Share It
Berita Unik & Terkini

Cara Mengajari Anak Dalam Merespon Ujaran Kebencian
May 15, 2019

Cara Mengajari Anak Dalam Merespon Ujaran Kebencian  

Ujaran kebencian, apalagi di masa suhu tinggi politik karena pilpres, ada di mana-mana, terutama di dunia maya. Jika yang dewasa saja bisa terpengaruh oleh ujaran kebencian, apalagi anak-anak. Bagaimana caranya mengajari anak kita dalam merespon ujaran kebencian yang disebar melalui Internet?

Bantu anak Anda mengidentifikasi ujaran kebencian
Ujaran kebencian didefinisikan sebagai ucapan atau tulisan yang kasar atau mengancam, yang mengekspresikan prasangka terhadap kelompok tertentu, terutama berdasarkan Suku, Agama, Ras, dan Antargolongan (SARA).
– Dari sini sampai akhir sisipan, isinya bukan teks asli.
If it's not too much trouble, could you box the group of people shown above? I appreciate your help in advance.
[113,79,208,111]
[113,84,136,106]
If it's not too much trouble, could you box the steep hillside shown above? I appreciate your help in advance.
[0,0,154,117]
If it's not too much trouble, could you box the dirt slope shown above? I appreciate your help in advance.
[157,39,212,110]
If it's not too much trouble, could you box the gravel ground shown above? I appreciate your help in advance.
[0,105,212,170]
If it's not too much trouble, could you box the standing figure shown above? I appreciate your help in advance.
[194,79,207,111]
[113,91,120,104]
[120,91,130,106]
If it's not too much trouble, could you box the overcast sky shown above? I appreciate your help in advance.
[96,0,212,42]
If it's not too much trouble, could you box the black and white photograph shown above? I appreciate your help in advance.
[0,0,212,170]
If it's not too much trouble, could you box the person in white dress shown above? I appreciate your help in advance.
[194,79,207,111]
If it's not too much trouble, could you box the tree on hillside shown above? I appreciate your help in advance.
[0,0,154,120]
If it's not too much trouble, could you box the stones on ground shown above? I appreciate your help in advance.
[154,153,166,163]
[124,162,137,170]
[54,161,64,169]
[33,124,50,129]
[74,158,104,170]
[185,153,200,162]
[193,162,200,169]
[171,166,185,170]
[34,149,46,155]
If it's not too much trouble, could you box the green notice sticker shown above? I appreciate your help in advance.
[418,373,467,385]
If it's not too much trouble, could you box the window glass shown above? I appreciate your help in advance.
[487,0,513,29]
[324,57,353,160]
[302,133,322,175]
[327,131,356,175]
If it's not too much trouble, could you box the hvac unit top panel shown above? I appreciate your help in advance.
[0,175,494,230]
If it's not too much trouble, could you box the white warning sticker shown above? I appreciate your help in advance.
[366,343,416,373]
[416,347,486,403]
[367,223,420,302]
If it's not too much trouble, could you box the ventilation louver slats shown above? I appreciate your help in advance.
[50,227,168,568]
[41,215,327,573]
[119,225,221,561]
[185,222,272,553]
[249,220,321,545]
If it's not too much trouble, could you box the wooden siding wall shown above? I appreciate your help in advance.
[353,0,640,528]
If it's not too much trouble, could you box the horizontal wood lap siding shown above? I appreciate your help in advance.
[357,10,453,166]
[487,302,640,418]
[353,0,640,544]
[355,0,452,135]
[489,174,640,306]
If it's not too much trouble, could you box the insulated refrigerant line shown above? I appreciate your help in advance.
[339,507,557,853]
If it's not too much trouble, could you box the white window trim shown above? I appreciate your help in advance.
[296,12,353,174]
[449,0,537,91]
Mungkin membingungkan bagi anak-anak untuk mengetahui perbedaan antara intimidasi (bully) dan kebencian. Bantu mereka untuk membedakannya dengan cara ini:
Jika seseorang mencoba menyakiti orang lain, atau tahu bahwa mereka menyakiti seseorang, dan melakukannya berulang kali secara online, itu adalah cyberbullying. Ketika seseorang mengekspresikan pandangan jahat tentang suatu kelompok atau terhadap atribut suatu kelompok, itu adalah ujaran kebencian.

Jangan bagikan
Tekankan pentingnya untuk tidak pernah membagikan atau mem-forward ujaran kebencian. Jelaskan bahwa itu menyakitkan dan salah. Tapi itu juga bisa berpotensi ditelusuri kembali ke mereka dan membuat mereka dalam masalah. Anak-anak adalah pembuat keputusan yang impulsif dan emosional dan mereka menginginkan penerimaan, yang dapat menyebabkan beberapa pilihan yang sangat buruk. Ajari mereka prinsip ini: Jika ragu, jangan bagikan.

Laporkan dan blokir
Di situs web, media sosial, atau game online apa saja yang digunakan anak Anda, pastikan mereka juga tahu cara melaporkan dan memblokir pengguna yang ofensif. Bicaralah dengan mereka tentang bagaimana “pelaporan” dan “pemblokiran” itu saling terkait. Pelaporan melindungi orang lain dari paparan kebencian orang itu, dan memblokir melindungi mereka agar tidak usah melihat lagi hal semacam itu lagi di masa mendatang.

Memblokir juga merupakan proses yang cukup mudah, tetapi bisa lebih menantang ketika orang yang menggunakan ujaran kebencian itu adalah seseorang yang dikenal anak dalam kehidupan nyata. Jika demikian, bicarakan dengan mereka tentang bagaimana mereka dapat menagani situasi dengan cara yang terasa aman secara sosial bagi mereka.

Jika mereka merasa berani, dorong mereka untuk mengekspresikannya
Kita semua ingin membesarkan anak-anak yang berani menentang penindas. Tapi kenyataannya ini sulit, baik untuk anak-anak maupun orang dewasa. Tetapi Anda dapat mendorong mereka untuk menggunakan opini mereka untuk kebaikan jika mereka merasa nyaman dan aman untuk melakukannya.

Jika anak Anda ingin menegur seseorang karena ucapan kebencian tetapi mereka tidak yakin harus mengatakan apa, katakan bahwa mereka selalu dapat mendatangi Anda untuk meminta bantuan.

Periksa secara berkala
Sangat penting untuk secara teratur berbicara tentang cara mereka berinteraksi dengan orang lain secara online, terutama yang berkaitan dengan komunikasi yang mengganggu atau kasar.

Tanyakan kepada anak-anak Anda apakah ada yang mengatakan sesuatu yang mengganggu mereka belakangan ini, atau jika mereka memiliki pertanyaan tentang kalimat tertentu yang mereka dengar atau baca.

Jika itu adalah sesuatu yang belum pernah Anda dengar sebelumnya, percakapan ini adalah kesempatan besar bagi Anda untuk mencarinya bersama untuk menentukan apakah itu istilah ujaran baru yang tidak berbahaya atau sesuatu yang berpotensi menyakitkan dan tidak pantas.